Accepted for/Published in: JMIR Medical Education
Date Submitted: May 16, 2023
Date Accepted: Jul 25, 2023
Performance of ChatGPT on the Situational Judgement Test: A professional dilemmas exam for doctors in the UK.
ABSTRACT
Background:
ChatGPT is a language model which has performed well on professional exams in the fields of medicine, law and business. However, it is unclear how ChatGPT would perform on an exam assessing professionalism and situational judgement for doctors.
Objective:
We evaluated the performance of ChatGPT on the Situational Judgement Test (SJT); a national exam taken by all final-year medical students in the United Kingdom (UK). This exam is designed to assess attributes such as communication, team-working, patient safety, prioritisation skills, professionalism and ethics.
Methods:
All questions from the United Kingdom Foundation Programme Office (UKFPO) 2023 SJT practice exam were inputted into ChatGPT. For each question, ChatGPT’s answers and rationales were recorded and assessed based on the official UKFPO scoring template.
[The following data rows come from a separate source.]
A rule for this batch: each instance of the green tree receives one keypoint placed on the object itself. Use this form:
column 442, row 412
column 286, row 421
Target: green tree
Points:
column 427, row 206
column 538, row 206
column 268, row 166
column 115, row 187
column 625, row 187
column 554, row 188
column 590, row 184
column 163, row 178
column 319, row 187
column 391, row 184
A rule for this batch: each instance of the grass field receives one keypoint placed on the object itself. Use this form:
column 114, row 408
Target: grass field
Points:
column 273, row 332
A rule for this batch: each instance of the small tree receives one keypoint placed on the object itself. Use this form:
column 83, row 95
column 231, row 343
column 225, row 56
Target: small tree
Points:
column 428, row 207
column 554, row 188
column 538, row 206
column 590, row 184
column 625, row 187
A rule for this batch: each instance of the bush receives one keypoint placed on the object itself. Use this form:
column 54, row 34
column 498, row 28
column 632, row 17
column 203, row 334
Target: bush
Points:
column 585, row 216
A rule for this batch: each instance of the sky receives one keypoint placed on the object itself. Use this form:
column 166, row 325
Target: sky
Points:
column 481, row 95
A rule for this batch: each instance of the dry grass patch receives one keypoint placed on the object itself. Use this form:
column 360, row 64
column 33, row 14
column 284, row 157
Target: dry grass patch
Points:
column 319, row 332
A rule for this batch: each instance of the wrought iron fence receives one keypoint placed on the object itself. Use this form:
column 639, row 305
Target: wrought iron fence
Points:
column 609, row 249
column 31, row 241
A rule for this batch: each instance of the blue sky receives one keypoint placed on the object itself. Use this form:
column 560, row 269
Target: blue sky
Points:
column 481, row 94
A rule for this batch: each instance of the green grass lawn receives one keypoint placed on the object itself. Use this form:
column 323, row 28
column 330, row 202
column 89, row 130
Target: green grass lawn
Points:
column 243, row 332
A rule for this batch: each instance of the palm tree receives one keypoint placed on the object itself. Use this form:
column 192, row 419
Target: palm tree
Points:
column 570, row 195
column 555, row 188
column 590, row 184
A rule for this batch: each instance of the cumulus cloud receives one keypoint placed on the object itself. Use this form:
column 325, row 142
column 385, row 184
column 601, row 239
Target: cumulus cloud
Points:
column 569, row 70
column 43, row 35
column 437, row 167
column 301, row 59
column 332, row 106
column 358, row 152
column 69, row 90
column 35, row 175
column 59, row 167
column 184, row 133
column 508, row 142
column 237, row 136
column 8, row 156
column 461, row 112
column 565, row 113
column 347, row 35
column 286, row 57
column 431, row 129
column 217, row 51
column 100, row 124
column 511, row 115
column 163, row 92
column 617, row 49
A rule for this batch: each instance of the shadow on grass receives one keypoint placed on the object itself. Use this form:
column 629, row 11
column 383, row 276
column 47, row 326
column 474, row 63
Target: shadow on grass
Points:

Questions were categorised into domains of Good Medical Practice based on the domains referenced in the rationales provided in the scoring sheet. Questions without clear domain links were screened by multiple reviewers and assigned one, or multiple, domains. ChatGPT's overall performance, as well as its performance across the domains of Good Medical Practice, was evaluated.
Results:
Overall, ChatGPT performed well scoring 76% on the SJT but scoring full marks on only a minority of the questions (9%) which may reflect possible flaws in ChatGPT’s situational judgement and/or inconsistencies in the reasoning across questions in the exam itself. ChatGPT demonstrated consistent performance across the four outlined domains in Good Medical Practice for Doctors.
Conclusions:
Further research is needed to understand the potential applications of large language models, such as ChatGPT, in medical education for standardising questions and providing consistent rationales for examinations assessing professionalism and ethics.